Éducation : une grève à construire
Éducation : une grève à construire
En ce début d'année 2012, l'actualité dans les établissements scolaires est encore une fois très sombre. Réforme de l'évaluation des personnels pour accroître les pressions hiérarchiques, baisse des budgets de fonctionnement, et, comme tous les ans, des suppressions de postes.
Au niveau national, ce sont déjà environ 66 000 postes qui ont disparu depuis 2007, auxquels il faut ajouter les 14 000 nouvelles suppressions qui seront effectives pour la prochaine rentrée scolaire. En tout, ce sont donc 80 000 postes qui ont été supprimés.
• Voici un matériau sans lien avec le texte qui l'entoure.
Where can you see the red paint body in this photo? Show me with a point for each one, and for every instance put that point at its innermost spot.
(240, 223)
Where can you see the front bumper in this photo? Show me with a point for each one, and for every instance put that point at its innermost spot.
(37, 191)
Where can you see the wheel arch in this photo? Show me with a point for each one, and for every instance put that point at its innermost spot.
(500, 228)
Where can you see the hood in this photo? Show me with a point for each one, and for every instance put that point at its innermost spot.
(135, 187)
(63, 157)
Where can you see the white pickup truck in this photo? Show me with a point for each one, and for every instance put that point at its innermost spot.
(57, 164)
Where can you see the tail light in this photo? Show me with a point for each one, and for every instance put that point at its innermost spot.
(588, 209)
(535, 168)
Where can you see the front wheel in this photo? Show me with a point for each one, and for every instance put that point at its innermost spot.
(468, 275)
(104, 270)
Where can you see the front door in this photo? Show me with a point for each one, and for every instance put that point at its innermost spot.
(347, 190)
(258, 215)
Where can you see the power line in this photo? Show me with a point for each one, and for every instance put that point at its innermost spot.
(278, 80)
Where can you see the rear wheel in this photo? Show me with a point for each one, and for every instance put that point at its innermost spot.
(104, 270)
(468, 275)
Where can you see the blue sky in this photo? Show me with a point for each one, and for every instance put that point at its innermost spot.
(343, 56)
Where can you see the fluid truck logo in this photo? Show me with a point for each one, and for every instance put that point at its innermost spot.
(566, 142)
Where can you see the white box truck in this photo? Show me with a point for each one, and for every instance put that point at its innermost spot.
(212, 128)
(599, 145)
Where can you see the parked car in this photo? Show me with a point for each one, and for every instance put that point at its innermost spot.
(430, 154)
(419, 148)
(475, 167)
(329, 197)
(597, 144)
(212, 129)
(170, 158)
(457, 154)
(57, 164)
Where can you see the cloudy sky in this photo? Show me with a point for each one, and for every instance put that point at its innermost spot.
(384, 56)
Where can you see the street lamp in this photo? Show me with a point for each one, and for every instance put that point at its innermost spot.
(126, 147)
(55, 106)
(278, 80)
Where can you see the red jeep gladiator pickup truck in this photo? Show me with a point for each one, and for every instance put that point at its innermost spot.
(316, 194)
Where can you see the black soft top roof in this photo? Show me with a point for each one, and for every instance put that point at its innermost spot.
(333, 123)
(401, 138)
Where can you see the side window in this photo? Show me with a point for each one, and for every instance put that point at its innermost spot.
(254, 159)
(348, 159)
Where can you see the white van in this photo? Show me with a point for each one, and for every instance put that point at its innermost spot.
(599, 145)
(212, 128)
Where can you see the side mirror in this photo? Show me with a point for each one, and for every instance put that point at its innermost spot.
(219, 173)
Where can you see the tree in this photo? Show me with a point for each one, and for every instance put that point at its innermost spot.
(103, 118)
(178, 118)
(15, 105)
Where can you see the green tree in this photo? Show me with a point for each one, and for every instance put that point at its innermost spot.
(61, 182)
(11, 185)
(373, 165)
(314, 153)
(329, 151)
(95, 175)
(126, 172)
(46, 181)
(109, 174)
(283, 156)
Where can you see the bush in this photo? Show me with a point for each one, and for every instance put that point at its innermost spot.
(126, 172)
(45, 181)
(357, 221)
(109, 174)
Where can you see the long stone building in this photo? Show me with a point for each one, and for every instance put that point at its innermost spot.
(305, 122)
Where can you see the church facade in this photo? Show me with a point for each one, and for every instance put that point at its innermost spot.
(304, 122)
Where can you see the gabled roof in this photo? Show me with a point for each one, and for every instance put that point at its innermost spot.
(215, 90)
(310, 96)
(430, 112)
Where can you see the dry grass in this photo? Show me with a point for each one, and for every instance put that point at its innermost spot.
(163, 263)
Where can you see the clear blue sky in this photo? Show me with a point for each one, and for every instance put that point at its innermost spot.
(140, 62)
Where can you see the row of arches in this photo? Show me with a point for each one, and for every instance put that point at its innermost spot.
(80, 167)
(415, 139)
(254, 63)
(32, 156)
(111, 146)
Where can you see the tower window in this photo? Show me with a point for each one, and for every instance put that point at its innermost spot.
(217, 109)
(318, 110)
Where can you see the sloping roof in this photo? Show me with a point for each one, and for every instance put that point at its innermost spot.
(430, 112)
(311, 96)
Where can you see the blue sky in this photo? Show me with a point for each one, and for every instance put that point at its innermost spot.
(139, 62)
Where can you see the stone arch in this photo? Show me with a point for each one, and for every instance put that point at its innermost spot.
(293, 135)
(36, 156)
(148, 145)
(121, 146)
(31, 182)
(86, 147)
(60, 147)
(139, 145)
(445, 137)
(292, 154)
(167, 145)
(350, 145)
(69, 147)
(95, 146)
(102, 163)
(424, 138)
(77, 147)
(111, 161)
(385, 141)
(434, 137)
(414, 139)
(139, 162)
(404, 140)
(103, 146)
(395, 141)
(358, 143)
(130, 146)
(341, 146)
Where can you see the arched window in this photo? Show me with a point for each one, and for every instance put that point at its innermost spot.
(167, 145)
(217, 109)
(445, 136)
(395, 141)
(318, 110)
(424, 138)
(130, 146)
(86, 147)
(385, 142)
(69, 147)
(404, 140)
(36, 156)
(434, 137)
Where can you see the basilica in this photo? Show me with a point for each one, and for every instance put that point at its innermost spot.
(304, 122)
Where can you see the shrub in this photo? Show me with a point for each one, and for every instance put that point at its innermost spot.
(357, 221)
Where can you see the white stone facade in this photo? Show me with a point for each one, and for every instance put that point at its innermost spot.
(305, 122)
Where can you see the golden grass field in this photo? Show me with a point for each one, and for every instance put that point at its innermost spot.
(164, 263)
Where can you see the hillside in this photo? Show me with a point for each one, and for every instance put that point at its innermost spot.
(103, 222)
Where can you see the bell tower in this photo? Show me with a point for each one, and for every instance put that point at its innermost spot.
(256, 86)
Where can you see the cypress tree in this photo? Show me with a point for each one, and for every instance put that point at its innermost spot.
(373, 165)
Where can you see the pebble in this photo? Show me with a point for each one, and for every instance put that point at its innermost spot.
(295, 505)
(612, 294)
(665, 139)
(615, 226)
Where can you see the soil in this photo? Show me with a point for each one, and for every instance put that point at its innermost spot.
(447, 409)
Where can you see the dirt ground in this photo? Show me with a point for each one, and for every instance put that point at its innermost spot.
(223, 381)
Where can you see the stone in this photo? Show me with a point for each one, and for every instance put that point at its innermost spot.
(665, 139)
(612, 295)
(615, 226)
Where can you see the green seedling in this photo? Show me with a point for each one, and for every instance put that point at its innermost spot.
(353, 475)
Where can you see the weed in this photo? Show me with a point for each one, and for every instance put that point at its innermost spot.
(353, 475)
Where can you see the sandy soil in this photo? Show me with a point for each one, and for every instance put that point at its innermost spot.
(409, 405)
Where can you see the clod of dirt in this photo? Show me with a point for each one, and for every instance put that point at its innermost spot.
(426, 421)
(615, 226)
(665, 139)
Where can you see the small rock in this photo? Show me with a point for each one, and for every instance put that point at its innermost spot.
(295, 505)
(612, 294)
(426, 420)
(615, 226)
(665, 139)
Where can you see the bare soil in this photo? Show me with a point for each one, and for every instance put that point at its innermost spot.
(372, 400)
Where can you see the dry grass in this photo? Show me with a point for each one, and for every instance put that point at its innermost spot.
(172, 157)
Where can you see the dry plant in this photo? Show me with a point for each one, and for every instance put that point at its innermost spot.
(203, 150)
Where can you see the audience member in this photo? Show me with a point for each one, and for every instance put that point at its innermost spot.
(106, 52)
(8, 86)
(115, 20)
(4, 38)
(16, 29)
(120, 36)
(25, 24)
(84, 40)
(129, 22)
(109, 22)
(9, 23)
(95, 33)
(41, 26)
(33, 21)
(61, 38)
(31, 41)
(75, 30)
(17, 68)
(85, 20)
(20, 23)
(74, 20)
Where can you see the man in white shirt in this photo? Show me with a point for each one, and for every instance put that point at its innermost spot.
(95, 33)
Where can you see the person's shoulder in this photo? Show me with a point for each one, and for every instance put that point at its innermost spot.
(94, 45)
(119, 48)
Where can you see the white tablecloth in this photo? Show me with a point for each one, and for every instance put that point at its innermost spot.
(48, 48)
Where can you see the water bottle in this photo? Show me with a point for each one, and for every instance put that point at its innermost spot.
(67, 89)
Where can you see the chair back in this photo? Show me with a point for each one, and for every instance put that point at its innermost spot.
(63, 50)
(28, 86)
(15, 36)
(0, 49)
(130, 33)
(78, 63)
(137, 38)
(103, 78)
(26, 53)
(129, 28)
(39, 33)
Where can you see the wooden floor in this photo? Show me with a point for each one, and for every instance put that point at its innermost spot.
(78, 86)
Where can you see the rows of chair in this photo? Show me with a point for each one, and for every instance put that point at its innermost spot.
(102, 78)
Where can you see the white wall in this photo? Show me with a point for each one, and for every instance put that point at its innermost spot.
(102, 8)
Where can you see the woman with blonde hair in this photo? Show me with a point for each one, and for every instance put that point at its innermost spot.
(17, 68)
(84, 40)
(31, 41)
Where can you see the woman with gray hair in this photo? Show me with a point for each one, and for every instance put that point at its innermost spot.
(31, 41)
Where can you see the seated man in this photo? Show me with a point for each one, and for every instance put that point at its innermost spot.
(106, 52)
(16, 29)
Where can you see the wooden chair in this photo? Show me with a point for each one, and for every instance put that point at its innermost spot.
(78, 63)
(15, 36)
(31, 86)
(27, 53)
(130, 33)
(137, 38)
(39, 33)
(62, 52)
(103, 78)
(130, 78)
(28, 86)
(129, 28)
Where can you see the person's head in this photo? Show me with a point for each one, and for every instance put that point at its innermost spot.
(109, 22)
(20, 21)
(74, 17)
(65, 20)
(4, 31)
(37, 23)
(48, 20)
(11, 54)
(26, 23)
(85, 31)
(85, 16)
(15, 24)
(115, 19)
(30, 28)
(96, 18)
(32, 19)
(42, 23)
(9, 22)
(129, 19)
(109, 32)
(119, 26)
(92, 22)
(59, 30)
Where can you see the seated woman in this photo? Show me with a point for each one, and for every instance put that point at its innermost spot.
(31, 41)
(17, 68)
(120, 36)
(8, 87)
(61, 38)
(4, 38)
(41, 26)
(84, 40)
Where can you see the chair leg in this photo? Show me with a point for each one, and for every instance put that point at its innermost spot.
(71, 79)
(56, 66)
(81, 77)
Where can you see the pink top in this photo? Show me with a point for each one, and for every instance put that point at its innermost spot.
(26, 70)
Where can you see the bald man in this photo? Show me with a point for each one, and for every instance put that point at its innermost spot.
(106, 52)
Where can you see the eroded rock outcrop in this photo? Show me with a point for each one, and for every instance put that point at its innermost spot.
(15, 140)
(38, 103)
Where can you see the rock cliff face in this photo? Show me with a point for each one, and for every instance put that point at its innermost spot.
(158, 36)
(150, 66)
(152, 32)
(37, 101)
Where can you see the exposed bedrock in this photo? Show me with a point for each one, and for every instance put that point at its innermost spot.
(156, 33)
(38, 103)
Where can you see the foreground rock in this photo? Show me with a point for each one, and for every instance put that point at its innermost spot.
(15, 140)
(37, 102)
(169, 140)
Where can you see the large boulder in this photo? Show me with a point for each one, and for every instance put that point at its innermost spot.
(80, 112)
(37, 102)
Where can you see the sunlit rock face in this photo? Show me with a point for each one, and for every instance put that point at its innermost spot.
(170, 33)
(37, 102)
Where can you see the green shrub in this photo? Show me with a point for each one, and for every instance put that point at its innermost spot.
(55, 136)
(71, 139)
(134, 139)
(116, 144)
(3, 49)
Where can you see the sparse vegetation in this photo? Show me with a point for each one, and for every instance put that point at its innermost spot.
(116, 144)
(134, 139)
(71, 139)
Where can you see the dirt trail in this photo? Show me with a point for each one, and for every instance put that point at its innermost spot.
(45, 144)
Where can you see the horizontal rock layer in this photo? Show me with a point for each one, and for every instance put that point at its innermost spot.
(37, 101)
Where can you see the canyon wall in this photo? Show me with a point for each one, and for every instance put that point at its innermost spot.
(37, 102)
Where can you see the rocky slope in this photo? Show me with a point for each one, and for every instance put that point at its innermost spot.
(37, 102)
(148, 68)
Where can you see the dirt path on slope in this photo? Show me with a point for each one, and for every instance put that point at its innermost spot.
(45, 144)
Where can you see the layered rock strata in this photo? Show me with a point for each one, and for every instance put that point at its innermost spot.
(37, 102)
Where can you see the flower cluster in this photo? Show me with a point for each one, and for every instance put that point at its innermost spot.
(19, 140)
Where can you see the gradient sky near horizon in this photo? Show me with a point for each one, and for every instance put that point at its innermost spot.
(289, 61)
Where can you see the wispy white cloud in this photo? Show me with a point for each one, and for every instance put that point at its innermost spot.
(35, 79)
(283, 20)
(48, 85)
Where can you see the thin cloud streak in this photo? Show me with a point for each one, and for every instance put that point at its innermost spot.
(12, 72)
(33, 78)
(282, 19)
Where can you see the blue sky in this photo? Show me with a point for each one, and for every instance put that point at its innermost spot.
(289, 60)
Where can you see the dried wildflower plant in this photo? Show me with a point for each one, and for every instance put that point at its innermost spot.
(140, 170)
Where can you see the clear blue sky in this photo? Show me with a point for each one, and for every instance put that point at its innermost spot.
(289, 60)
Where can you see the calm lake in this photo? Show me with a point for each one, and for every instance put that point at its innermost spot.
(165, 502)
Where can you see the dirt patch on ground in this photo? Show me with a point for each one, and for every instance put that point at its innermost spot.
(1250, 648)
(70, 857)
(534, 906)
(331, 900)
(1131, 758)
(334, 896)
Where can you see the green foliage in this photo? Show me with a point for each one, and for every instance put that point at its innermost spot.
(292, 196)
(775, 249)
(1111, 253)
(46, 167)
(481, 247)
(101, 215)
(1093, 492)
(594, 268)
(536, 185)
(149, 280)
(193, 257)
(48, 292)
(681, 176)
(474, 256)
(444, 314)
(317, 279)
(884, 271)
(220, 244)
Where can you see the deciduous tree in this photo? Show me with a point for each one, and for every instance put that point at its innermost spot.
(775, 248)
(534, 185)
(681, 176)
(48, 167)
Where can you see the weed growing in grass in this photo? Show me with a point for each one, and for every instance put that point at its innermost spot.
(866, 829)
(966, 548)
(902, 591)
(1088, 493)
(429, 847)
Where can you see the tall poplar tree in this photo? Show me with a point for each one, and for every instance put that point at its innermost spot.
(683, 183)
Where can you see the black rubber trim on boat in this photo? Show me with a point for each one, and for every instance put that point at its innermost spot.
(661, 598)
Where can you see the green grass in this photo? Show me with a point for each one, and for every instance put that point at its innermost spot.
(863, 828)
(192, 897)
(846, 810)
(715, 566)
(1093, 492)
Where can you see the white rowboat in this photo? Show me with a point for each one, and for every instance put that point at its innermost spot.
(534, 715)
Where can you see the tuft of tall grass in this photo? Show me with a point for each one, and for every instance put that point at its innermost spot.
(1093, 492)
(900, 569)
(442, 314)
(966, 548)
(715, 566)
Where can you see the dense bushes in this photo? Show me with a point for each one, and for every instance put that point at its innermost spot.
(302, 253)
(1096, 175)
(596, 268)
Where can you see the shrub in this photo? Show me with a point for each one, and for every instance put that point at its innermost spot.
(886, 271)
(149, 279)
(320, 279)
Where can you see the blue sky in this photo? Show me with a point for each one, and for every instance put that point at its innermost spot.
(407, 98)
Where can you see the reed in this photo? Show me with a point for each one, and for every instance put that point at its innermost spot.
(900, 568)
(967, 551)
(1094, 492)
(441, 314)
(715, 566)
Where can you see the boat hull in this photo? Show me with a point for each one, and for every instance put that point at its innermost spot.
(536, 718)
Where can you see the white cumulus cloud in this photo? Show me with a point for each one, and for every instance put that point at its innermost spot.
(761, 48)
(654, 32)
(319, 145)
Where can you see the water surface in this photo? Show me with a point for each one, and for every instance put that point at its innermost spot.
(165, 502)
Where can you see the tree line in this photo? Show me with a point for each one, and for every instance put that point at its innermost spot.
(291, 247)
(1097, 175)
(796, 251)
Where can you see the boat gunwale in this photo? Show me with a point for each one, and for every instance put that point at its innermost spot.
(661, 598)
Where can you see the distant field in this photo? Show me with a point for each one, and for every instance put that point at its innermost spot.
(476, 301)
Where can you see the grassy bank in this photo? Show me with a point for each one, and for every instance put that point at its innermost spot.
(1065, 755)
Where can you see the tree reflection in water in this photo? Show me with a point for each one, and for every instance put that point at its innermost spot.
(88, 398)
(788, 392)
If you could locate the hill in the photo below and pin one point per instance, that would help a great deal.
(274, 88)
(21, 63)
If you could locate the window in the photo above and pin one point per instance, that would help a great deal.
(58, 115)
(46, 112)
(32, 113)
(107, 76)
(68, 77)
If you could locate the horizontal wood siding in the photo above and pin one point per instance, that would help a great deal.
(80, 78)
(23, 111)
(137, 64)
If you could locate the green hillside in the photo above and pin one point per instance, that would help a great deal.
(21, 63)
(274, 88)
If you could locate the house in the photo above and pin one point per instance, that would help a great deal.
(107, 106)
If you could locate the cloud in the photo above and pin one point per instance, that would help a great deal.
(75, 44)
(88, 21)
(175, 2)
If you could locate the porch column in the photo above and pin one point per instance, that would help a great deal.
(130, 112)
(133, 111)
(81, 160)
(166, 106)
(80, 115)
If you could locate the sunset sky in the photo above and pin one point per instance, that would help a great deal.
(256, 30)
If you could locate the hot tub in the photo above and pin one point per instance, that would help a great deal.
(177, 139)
En région parisienne, l'académie de Versailles perd 750 postes, l'académie de Créteil, 595 et l'académie de Paris, 229, soit plus de 1 500 postes, dont 591 dans les écoles maternelles et primaires.
Les conséquences de ces suppressions de postes sont violentes pour la qualité d'enseignement et pour les conditions de travail des élèves et de leurs professeurs. Les effectifs par classe ont tendance à augmenter, des classes sont fermées, d'autres sont regroupées pour certains enseignements en lycée professionnel... L'attention portée aux élèves est moins importante, et les besoins de chacun sont pris en compte de façon plus difficile. À l'heure où les politiques parlent de la violence scolaire et de l'absentéisme des élèves, toutes ces suppressions de postes ne permettent pas d'y apporter une réponse pédagogique.
En parallèle de ces suppressions de postes, les heures supplémentaires se sont multipliées pour que les élèves aient un professeur devant eux. Alors certains, attirés par l'argent pour arrondir les fins de mois, acceptent d'augmenter leur temps de travail, même si cela se fait le plus souvent au détriment des élèves.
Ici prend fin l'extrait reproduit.